We last looked at DDR4 memory scaling effects on SFF PCs when we experimented with different SO-DIMMs in the Skull Canyon NUC (NUC6i7KYK) based on the Skylake platform. Current SFF PCs are based on Coffee Lake, which brings in more cores while keeping power efficiency in mind. Compared to the Skylake memory controller's official limit of 2133 MT/s, the Coffee Lake memory controller ships with DDR4-2666 supported out of the box. In this article, we explore the effects of varying DDR4 SO-DIMM frequencies and timings on a SFF PC with a standard Coffee Lake desktop CPU.

Introduction

Since the introduction of DDR4 support in the Skylake platform, we have seen expanded support for overclocked memory kits on both the desktop and notebook segments. On standard non-overclocked systems, the DDR4 memory controller in Coffee Lake desktop CPUs operates at 2666 MT/s, while the U-series CPUs have a 2400 MT/s interface. DDR4 DIMMs operating as high as 4266 MT/s are available for desktop systems with full-sized memory slots. On the SO-DIMM side, we have seen various vendors introduce kits operating between 2133 MT/s and 3200 MT/s. While 2400 MT/s has become the de-facto SO-DIMM frequency for current systems, the usage of desktop CPUs in SFF PCs such as the ASRock DeskMini have ensured that the higher frequency SO-DIMMs also have adoption.

At the time of our Skull Canyon NUC memory scaling experiments, the number of SFF PCs supporting overclocked SO-DIMMs was very few. Since then, we have had numerous SFF systems utilizing desktop CPUs go through our test bench – the Zotac ZBOX MAGNUS EN1080K and the ASRock DeskMini GTX bring prime examples. For today's article we chose the latter for our experiments; the BIOS includes XMP support, making it very easy to get the SO-DIMM kits running at their higher-rated frequencies.

With memory prices still running quite high, we shifted from the 2x16GB configurations used in our Skull Canyon memory scaling piece to 2x8GB configuration for the Coffee Lake experiments. To this end, we procured some of Team Group's T-Force Vulcan SO-DIMMs, which are available in both 2400 MT/s and 2666 MT/s speed grades. Meanwhile to look at higher memory speeds, we also picked up one of Kingston's HyperX Impact 3200 kits.

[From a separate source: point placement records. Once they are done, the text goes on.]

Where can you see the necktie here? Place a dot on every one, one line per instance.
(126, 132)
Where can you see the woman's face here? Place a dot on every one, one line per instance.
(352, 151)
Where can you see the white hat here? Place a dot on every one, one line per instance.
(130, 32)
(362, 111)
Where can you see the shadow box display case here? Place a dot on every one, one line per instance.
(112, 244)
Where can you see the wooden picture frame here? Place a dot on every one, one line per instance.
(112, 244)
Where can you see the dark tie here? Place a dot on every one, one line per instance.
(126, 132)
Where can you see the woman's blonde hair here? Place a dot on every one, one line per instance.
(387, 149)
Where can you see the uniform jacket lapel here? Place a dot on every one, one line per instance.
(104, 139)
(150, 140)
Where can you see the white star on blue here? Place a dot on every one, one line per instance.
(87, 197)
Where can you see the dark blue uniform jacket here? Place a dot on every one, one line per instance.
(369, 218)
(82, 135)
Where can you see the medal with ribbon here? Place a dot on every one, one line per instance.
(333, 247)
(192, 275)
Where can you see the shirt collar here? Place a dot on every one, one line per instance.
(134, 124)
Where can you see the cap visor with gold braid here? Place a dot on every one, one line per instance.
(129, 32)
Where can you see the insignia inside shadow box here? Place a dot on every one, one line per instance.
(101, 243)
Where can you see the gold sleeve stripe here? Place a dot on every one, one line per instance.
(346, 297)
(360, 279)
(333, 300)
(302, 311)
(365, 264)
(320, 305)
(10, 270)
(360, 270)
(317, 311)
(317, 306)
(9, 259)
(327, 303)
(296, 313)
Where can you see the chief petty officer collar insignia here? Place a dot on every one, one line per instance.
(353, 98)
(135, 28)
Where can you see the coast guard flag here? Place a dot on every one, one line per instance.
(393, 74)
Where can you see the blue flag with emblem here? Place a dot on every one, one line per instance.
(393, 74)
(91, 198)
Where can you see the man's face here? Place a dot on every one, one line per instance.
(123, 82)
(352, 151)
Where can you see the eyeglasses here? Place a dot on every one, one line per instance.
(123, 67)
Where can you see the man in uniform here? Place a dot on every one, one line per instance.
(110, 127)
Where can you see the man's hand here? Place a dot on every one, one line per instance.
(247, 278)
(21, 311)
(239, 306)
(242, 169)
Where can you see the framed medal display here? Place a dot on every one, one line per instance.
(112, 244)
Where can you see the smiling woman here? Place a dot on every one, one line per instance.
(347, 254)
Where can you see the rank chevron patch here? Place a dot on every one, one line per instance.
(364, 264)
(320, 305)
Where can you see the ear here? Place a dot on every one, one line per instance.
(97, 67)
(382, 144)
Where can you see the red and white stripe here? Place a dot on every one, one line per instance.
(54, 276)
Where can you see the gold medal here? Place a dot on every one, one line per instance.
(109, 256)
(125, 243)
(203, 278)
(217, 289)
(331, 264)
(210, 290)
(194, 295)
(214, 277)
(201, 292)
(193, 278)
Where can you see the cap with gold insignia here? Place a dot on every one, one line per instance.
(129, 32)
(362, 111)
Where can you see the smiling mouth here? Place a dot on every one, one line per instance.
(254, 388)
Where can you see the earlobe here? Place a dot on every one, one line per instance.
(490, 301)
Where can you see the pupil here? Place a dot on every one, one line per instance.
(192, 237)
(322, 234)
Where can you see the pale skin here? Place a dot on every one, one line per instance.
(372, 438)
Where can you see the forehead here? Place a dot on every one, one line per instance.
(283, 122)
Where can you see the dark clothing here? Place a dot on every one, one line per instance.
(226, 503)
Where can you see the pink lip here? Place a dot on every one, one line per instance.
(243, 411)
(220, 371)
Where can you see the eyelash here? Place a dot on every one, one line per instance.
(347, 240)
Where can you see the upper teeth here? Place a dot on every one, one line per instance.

The rest of this review deals with the quantitative measurement of the effectiveness of different types of DRAM in the ASRock DeskMini GTX (Z370). In order to do this, we processed various benchmarks while keeping everything other than the DRAM SO-DIMMs constant. Each configuration was booted to BIOS multiple times to ensure that the SPD information was properly parsed and the optimal frequency / timing parameters chosen. Once the OS was booted, we also checked with multiple hardware monitoring tools that the parameters indicated by the BIOS for the DRAM SO-DIMMs were indeed what the OS was also seeing.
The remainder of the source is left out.